9: Once again, Jason Gray comes to the rescue with “Miriam,” a darkly tender paean to the mother of Jesus. The lyrics are surprising, given the album’s tendency toward treacle: “Medieval paintings glaring down / stony figures judge and frown / wearing a halo like a crown / could that be Miriam? / Gentile temples, stained-glass worlds / cherubim with golden curls / how unlike your Hebrew world, sweet Miriam / I don’t know if you ascended / I don’t care what’s been amended / there was once your miracle / the faith of a little girl …” The zealous overproduction has been more or less kept at bay here, allowing us to hear the actual song, and it’s a gem, heartfelt and unpretentious.

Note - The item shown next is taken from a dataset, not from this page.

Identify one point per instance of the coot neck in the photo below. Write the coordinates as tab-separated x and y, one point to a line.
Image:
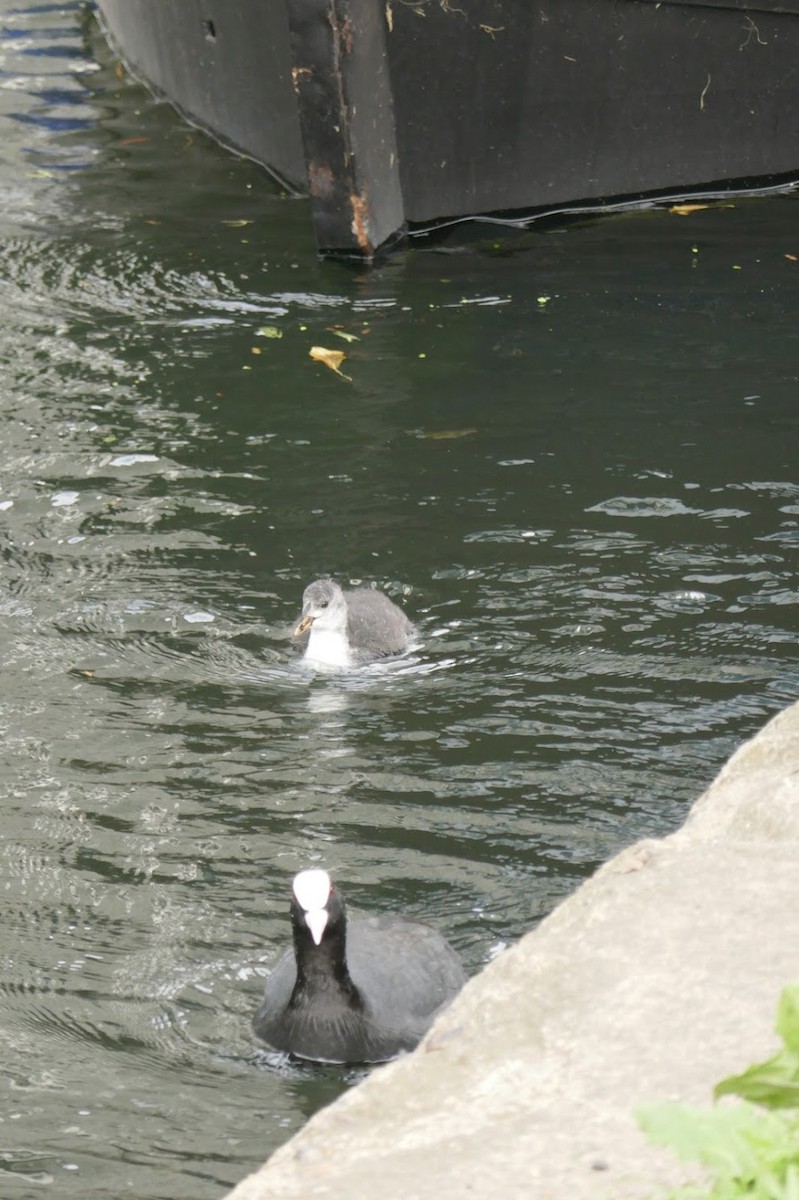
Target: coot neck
323	969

10: “What Child Is This?” by Daniel Kirkley. The Velveeta flows freely here as another classic bites the dust. The inherent spirit of wonder and hushed reverence of “What Child Is This?” has been completely trampled. Have they no shame? Take a straw poll, Centricity, and you will find that “bombast” is not a word most of us associate with “Greensleeves.”
11: “Oh Come Let Us Adore Him,” Centricity Community Choir. See reviews of tracks 3, 5, 7, 8, and 10.
A nice little four-song EP is tucked away in Bethlehem Skyline, but this in no way justifies its purchase. I recommend that you check out the individual albums by Downhere (Wide-Eyed and Mystified) and especially Jason Gray (All the Lovely Losers).